Why do we have middle names?

Is there a purpose to having a middle name? What is the origin of this? Do many countries do it? In America are you allowed to not give your child a middle name?

It’s probably so we can “choose” to use it later on as an alternate name if we’re unhappy with our given first names.

Probably.

I know that’s not an answer. Just speculation. Not what you seek at a site like this. Oh well.

I have a couple of friends with no middle names.

I don’t know their purpose, other than to give the other kids something to make fun of you with.

A way to honor an ancestor? A way to seek favor with a supernatural entity of some sort (like if I wanted Saint Dismas or Dionysios to like my kid but didn’t want to inflict a first name like Dismas or Dionysios on him). A way to designate a child’s relation to other people? To allow a mother’s maiden name to continue in a society where the paternal name is the one passed on? To resolve situations where the dad wants the little on to be named Bob and the mom wants the little one to be named Tristan?
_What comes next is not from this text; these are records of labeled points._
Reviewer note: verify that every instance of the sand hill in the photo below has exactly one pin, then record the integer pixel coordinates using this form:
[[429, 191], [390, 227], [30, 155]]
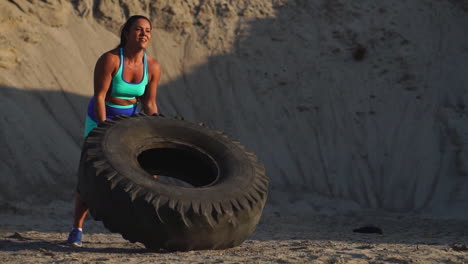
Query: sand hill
[[364, 102]]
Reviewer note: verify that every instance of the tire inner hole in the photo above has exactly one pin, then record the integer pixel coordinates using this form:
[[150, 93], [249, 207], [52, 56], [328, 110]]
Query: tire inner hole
[[179, 165]]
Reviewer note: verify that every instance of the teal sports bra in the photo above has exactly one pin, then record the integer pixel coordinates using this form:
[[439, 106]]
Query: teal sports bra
[[125, 90]]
Parental pretension?

Some cultures (I’m thinking of the Russians) have specific “formulas” for giving a child their name(s) and I’m sure somebody will be along to explain some of them before too long.

My kid’s got a middle name because everybody else has one. Also, thinking sort of like criminalcatalog, I thought it would be nice to give her a choice as to what she wanted to be called, especially since I gave her an unusual first name. Plus, the nurses said I had to. :slight_smile:

So that children will know when they’re really in trouble:

<Increasingly irate mother>
“Peter!”
“Peter Jones!”
“Peter Anthony Jones!”

Russians and, as far as I know, Greeks (and maybe others?) use patronymics as their middle names - basically an accepted variant of your father’s name. So if my name is Svetlana Pushkin, my brother’s Boris and my dad’s Ivan, my full name would be Svetlana Ivanova Pushkin and little bro’ is Boris Ivanov Pushkin.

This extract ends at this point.